The company plans to process and package the Chomps beef snack sticks at the planned Mexico plant.
Crystal Bohm, Western Smokehouse Partners chief human resources officer, said the company is looking to hire 70 to 80 people this summer and eventually grow the staff to 225 to 250.
“We will have everything from entry level production all the way up to plant management, FSQA — like food safety quality assurance — warehouse maintenance,” Bohm said. “A lot of the people we will be training from the ground up.”
Bohm said the majority of new employee training will happen in-house, since the processing equipment is so specialized.
“Not a lot of people have worked in a meat plant before, so it is a lot of training,” she said. “Those first couple weeks we're just going to teach you how to make a meat snack.”
Morgan Swing, Western Smokehouse Partners senior manager of recruitment and retention, said most of the jobs the company will offer in Mexico are in the processing and packaging departments.

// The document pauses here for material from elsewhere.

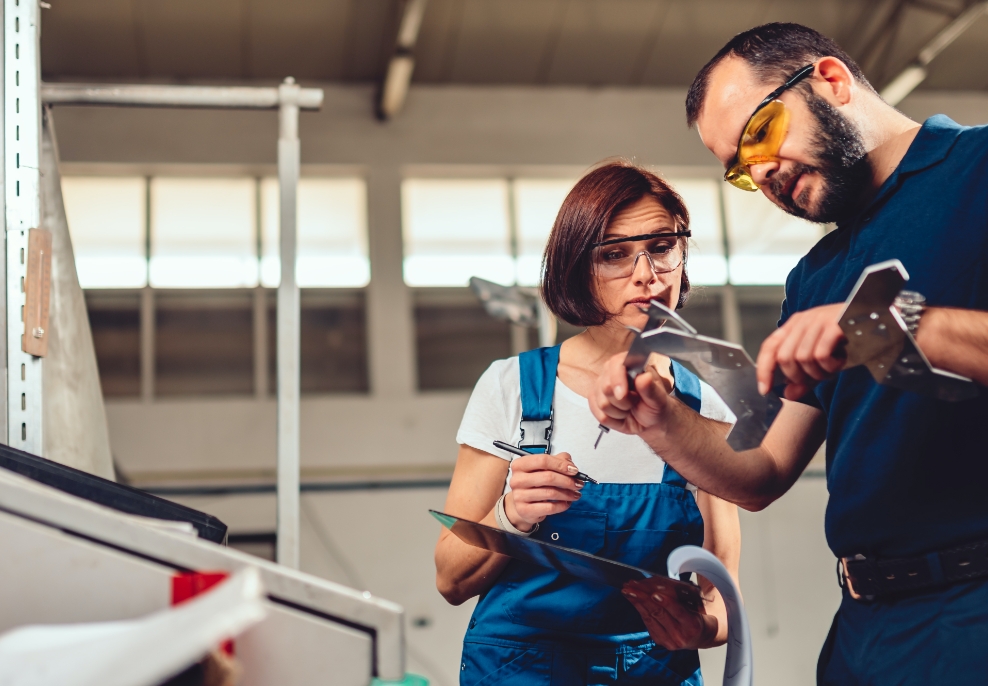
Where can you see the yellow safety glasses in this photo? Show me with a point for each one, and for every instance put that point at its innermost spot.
(763, 134)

Fresh or frozen meat will arrive at the plant where it will then be ground, seasoned, put into casings, smoked, cut to size and packaged.

The company plans to start with one shift Monday through Friday, eventually building to two. Pay is expected to be between $18 to $22 per hour.

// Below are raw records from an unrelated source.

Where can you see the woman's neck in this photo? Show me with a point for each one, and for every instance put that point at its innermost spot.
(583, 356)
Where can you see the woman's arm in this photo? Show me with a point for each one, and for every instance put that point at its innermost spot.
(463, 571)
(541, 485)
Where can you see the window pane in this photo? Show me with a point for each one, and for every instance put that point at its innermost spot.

The job positions for plant manager and maintenance supervisor are posted. The company is retrofitting an existing Mexico facility from its former use as an apparel distribution center.
With the influx of potentially 250 additional jobs, the Mexico Area Chamber of Commerce is trying to convince community members to ditch their commute.

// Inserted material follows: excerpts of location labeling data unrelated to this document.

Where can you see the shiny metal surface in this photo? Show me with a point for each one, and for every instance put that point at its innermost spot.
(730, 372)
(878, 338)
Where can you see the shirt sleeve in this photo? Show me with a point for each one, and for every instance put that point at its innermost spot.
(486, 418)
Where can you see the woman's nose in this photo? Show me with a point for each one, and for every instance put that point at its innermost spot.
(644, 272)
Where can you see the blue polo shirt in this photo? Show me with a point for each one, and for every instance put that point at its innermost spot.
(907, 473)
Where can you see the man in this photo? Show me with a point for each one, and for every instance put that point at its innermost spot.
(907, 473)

It recently launched work-where-you-live campaign called “It Costs to Commute” that emphasizes the cost and inconvenience of driving out of town for employment.
“We don't have an abundance of available housing right now … so it's going to be difficult to move 250 people in,” said Mexico Area Chamber of Commerce Executive Director Dana Keller. “We need to get people that live here and that are leaving to come back home to work.”
Keller said overall the area’s unemployment level is low and current employers are also looking for workers.

“Most of the people that are able or willing to work are employed,” she said.
Keller said the community is excited about Western Smokehouse Partners opening a plant in Mexico and hopes residents who leave town for work will reconsider.
“It's a chunk of your life when you're on the road, not to mention the cost of it,” she said. “Higher insurance, more in gas … maintenance on your vehicle. It just goes on and on and on.”
When expanding, Bohm said the business was looking for “a good workforce that understands manufacturing” and found that in Mexico.
In addition to the Mexico facility, Western Smokehouse Partners is opening an additional plant in Galesburg, Illinois, where the company is headquartered.
Bohm said the manufacturer has just shy of 1,000 workers right now and the two new plants will bring that number to 1,400 — a far cry from the 250 employees it had in 2020.
Western Smokehouse Partners primarily makes beef sticks, including Chomps, and also some jerky. Swing said the market for those products is doing well.
“There is a turn to make things healthier and that's what we do,” she said, emphasizing the self-stable, grab-and-go qualities of the snack.
“People are really starting to gravitate toward that, and it's been great for us,” she added.